Em relação à palavra "dinâmico", não vejo o mal de a utilizar, desde que com cautela, e depois de se conhecer bem o projecto em questão.
Quanto à palavra "Giro" a história é diferente...
Normalmente, essa palvara giro, está associada a meu ver, à visão. Um dos fabulosos 5 sentidos que todos deveriamos ter. Mas muitos arquitectos, esquecem que a arquitectura é feita para as pessoas e o seu objectivo é despertar os sentidos, os sentimentos dessas pessoas. Como disse LeCorbusier: "Estabeleceste certas relações, que despertaram as minha emoções, isso é arquitectura!" Logo, a meu ver nós como futuros (ou já) arquitectos, temos que nos preocupar em estabelecer "ligações" com a pessoa que está no espaço que queriamos, essas ligações não podem ser só giras ou bonitas ao olhar da pessoa. Essa pessoa, tem que sentir a arquitectura, ao tocar numa parede, andar ou sentar-se no chão.

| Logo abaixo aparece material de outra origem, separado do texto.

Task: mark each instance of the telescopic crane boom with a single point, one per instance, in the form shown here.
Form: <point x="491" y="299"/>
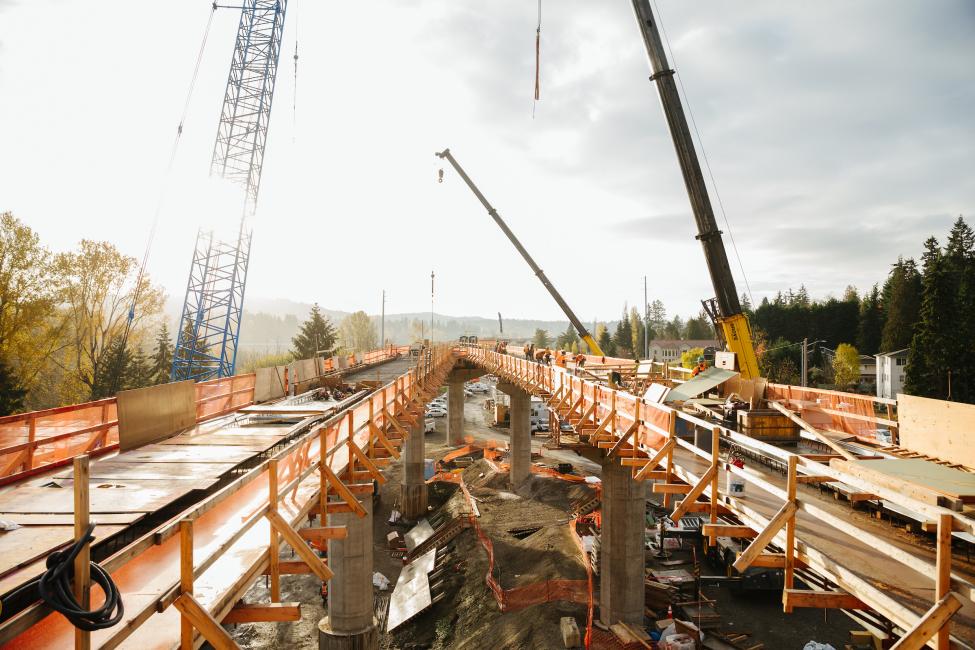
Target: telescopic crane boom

Essa pessoa, tem que ouvir a arquitectura, os seus ruidos, o ruido do vento, o ruido dos sapatos no chão... Essa pessoa tem que cheirar a arquitectura, sentir-se parte dela, e como cheira, ao mesmo tempo também saboreia, da mesma maneira que tapa o nariz para não sentir sabor, tambem se não o tapar, sente-o sem comer.
Depois disto, acho que as palavras "giro", "bonito" entre outras... devem surgir num só dentro dos 5 sentidos, da pessoa, que no fundo é a razão da arquitectura.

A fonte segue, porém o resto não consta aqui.